Growing up in a small town just north of Fort Wayne, Indiana, Todd Hack had visions of working in the software industry when he graduated from college.
But, little did he know that mere months after graduating and starting a new job with a defense contractor, his work would take him to Iraq in support of the U.S. Army's 82nd Airborne Division, helping to stand up a program called the Dismounted Leader System in the middle of Operation Iraqi Freedom.
You're right there, living and breathing along with the soldiers. The only difference is that you're not wearing the uniform, says Hack of his early experience at General Dynamics C4 Systems.
I was right out of college and had only been with the company for a few months, so it was a pretty eye-opening experience. It gave me a realization that this is what our soldiers deal with, that this is their job. It was cool, but also really scary.
It also sent Hack on a new career path.
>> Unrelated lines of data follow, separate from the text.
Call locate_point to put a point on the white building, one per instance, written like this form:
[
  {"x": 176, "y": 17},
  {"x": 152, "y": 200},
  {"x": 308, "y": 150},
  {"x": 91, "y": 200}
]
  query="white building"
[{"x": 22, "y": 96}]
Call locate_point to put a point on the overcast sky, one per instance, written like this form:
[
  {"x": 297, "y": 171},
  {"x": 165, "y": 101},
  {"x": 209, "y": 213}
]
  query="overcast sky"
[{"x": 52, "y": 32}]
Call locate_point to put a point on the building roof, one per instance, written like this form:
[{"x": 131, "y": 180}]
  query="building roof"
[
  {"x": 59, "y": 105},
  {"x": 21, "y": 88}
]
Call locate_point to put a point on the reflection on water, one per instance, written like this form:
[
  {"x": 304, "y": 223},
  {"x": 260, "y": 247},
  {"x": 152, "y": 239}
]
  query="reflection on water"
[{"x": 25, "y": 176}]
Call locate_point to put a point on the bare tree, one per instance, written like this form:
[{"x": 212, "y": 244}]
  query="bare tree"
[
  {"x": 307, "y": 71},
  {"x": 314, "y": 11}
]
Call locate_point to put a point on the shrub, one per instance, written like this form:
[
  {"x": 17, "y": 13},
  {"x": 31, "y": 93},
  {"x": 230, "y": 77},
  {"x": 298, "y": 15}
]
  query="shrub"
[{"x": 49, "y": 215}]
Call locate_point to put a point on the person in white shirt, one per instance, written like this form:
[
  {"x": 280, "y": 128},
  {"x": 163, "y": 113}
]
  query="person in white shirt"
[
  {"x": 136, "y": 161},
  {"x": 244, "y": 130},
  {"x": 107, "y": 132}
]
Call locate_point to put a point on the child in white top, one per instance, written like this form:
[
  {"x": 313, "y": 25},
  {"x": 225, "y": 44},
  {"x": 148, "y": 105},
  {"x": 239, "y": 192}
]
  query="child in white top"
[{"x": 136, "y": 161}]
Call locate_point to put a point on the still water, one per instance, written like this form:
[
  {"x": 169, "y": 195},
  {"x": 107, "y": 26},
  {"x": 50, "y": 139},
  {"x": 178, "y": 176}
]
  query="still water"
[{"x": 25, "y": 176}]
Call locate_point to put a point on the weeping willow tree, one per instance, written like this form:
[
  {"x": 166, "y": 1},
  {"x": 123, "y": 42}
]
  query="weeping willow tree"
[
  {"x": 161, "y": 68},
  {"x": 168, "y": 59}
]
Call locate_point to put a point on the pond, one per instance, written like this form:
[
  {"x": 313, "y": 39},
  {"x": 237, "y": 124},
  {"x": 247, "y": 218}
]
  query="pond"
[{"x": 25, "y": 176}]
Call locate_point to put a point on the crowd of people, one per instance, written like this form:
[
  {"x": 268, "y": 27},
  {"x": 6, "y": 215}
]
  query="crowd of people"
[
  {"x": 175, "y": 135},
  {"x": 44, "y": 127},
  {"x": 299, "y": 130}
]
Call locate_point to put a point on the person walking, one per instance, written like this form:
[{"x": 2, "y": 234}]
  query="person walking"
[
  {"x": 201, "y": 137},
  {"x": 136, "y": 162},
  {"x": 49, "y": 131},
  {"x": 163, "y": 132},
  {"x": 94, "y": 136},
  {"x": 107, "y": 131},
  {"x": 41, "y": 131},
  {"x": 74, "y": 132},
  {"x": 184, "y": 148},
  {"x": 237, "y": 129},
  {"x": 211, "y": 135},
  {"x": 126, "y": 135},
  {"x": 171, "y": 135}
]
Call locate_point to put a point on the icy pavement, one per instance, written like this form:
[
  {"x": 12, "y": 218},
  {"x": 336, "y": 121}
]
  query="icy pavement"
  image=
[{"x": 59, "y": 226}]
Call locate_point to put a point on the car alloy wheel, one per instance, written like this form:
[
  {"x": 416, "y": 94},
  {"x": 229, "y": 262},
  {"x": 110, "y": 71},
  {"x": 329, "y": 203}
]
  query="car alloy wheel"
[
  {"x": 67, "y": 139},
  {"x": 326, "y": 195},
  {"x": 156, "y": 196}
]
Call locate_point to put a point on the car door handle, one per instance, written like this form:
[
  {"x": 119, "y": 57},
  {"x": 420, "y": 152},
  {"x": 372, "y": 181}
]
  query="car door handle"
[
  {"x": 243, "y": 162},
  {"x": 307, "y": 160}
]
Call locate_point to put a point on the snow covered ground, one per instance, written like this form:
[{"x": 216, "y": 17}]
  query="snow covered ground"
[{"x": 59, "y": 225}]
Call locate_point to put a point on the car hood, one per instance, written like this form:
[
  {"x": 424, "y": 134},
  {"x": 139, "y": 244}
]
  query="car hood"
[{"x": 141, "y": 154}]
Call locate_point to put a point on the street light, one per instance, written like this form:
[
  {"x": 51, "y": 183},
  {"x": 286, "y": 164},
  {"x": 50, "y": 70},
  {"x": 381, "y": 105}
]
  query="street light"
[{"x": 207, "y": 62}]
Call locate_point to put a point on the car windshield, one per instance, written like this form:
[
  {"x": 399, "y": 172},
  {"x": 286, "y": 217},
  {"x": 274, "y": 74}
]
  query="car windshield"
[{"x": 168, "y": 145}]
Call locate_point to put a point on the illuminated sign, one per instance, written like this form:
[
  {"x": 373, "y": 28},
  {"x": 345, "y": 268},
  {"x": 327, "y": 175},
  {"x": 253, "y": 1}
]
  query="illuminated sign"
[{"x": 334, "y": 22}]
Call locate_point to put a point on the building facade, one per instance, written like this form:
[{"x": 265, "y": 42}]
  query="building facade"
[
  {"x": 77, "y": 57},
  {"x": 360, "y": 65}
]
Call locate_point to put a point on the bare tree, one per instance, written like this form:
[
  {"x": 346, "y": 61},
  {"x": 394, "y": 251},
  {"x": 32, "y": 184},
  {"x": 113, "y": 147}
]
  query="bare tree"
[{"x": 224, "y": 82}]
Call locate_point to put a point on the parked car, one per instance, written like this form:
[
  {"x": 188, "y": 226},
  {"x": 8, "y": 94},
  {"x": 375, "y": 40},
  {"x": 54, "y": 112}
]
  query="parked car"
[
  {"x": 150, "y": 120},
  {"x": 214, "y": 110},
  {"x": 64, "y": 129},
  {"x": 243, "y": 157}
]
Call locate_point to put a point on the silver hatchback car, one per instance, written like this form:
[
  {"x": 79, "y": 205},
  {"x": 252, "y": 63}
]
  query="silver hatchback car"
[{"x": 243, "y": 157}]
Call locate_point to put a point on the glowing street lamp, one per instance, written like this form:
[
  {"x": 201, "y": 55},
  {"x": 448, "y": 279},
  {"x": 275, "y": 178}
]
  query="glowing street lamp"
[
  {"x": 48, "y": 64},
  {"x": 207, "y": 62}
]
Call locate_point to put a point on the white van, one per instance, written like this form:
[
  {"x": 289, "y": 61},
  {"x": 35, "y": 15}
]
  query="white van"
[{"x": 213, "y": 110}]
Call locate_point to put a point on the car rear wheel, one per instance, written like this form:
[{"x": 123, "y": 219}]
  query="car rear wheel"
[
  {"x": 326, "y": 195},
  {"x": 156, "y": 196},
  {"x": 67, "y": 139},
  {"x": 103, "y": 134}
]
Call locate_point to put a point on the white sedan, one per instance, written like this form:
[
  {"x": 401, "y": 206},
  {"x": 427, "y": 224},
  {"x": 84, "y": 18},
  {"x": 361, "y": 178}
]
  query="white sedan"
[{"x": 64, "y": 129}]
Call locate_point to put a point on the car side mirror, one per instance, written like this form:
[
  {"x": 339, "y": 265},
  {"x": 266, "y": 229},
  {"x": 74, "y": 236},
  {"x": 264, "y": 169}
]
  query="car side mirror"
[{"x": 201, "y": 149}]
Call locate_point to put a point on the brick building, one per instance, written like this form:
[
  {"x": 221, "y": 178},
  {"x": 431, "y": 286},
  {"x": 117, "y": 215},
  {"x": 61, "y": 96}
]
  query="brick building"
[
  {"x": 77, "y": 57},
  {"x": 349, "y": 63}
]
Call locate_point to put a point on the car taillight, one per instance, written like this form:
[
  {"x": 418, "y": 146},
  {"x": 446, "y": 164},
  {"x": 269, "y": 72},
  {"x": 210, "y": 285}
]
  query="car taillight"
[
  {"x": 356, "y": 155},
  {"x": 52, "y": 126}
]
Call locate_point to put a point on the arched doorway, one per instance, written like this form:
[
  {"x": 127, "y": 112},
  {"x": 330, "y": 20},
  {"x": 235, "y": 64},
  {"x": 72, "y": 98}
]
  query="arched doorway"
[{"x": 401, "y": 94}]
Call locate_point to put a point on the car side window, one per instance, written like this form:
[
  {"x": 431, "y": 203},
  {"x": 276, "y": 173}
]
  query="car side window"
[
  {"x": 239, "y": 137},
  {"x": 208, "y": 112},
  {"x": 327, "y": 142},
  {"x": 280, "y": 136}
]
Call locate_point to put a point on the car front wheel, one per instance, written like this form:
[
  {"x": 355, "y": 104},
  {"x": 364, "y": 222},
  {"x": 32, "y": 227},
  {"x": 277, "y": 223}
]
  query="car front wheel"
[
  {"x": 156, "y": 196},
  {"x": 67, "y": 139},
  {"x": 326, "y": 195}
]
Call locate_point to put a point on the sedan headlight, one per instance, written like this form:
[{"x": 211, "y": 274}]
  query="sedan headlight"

Hack attended the Eli Broad Graduate School of Management at Michigan State University while working full-time at C4 Systems. It was challenging, he says. You'd put in a full 40 hours, then get in your car and drive up for classes on Friday night and all day Saturday. It was a lot of work, but the company was very supportive.
He became a Project Manager in 2008. My role is to plan out work and oversee the engineering of projects. I work with the business to make sure we are hitting all of our milestones, financial targets and benchmarks. We also support the business and all the goals and their execution.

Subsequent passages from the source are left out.